Optimize the instruction fetch path #103

yy214123 · 2025-10-29T18:53:26Z

This improves the instruction-fetch path by adding new cache structures and enhancing the observability of fetch behavior.

Key Improvements

Replaces the previous 1-entry direct-mapped design with a 2-entry hash-indexed TLB.
Adds a direct-mapped instruction cache that stores recently fetched instructions and provides a fast hit path before triggering address translation.
Provides finer-grained fetch statistics to support and validate the above architectural changes.

Here’s the updated performance comparison:

	1-entry TLB	2-entry TLB	+ 64KB Direct-Mapped I-cache
Fetch hit	95,971,425	96,757,879	97,706,775
Fetch miss	4,028,576	3,242,122 (-19.5%)	1,026,354 (-68%)
Fetch hit rate	95.97%	96.76%	98.96%
Load hit rate	93.15%	93.15%	93.15%
Store hit rate	95.57%	95.57%	95.57%

riscv.h

riscv.c

riscv.h

riscv.c

jserv

Unify the naming scheme.

jserv

Rebase the latest 'master' branch and resolve build errors.

visitorckw

This series appears to contain several "fix-up," "refactor," or "build-fix" commits that correct or adjust a preceding patch.

To maintain a clean history and ensure the project is bisectable, each patch in a series should be complete and correct on its own.

visitorckw · 2025-11-04T18:31:37Z

As a friendly reminder regarding project communication:

Please ensure that when you quote-reply to others' comments, you do not translate the quoted text into any language other than English.

This is an open-source project, and it's important that we keep all discussions in English. This ensures that the conversation remains accessible to everyone in the community, including current and future participants who may not be familiar with other languages.

visitorckw · 2025-11-04T19:02:22Z

riscv.c

+            icache_block_t tmp = *blk;
+            *blk = *vblk;
+            *vblk = tmp;
+            blk->tag = tag;


This code looks suspicious to me.

When you move the evicted I-cache block (tmp) back into the victim cache, you are setting the vblk->tag to tmp.tag, which is the 16-bit I-cache tag.

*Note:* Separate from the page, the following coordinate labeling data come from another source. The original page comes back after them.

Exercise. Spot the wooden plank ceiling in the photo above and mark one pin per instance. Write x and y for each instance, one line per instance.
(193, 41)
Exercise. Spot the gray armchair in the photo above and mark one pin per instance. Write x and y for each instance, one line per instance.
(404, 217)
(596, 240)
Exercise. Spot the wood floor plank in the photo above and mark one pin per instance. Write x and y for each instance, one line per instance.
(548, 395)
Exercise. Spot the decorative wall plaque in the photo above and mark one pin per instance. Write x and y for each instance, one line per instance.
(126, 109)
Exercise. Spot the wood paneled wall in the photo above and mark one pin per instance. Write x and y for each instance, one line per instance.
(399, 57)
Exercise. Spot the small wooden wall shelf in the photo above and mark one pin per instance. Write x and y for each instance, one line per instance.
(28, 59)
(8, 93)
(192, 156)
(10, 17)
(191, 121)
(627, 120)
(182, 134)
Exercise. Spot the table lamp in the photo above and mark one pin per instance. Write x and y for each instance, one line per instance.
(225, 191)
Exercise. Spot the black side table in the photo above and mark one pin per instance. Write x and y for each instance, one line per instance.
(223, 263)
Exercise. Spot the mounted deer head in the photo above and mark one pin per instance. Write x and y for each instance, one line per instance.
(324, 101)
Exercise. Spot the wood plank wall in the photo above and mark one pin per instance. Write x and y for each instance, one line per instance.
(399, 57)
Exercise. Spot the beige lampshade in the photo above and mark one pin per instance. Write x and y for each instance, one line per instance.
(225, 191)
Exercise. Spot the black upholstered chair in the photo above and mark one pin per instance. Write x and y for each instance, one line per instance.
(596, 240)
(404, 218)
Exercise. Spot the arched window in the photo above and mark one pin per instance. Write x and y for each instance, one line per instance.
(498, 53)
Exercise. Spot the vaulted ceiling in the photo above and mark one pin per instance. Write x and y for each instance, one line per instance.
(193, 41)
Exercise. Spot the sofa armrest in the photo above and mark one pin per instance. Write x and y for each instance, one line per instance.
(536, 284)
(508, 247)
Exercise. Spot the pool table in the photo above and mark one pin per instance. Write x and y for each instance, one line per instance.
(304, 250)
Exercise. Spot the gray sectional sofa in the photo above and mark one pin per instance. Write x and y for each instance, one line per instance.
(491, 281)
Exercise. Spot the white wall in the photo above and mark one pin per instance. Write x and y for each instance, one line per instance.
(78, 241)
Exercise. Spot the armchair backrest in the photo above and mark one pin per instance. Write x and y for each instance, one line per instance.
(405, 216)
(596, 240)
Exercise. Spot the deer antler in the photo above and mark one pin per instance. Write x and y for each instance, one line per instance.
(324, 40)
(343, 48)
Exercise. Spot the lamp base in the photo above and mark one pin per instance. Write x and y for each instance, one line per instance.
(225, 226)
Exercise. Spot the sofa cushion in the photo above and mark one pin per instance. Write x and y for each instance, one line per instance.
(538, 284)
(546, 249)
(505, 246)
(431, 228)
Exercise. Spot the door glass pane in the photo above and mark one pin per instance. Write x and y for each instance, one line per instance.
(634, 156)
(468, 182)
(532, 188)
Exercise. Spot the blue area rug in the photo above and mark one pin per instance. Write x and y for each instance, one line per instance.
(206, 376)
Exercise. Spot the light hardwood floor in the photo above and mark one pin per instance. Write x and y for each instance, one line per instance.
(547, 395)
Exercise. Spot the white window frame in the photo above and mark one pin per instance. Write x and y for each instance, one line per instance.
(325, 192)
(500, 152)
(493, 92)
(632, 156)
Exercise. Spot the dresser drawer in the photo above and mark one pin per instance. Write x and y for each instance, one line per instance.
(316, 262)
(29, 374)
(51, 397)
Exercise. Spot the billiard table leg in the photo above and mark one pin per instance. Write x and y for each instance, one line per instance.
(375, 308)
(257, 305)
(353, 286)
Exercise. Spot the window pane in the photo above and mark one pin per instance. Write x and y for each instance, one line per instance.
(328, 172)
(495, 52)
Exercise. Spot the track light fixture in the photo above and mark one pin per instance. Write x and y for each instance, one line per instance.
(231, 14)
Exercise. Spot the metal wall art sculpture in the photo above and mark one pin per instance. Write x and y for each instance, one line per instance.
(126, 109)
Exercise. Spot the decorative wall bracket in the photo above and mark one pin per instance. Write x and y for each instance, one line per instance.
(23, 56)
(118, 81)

Won't this corrupts the victim cache entry? The VC search logic requires a 24-bit tag ([ICache Tag | ICache Index]) to function. Because you're only storing the 16-bit tag, this VCache entry will never be hit again.

Won't this corrupts the victim cache entry? The VC search logic requires a 24-bit tag ([ICache Tag | ICache Index]) to function. Because you're only storing the 16-bit tag, this VCache entry will never be hit again.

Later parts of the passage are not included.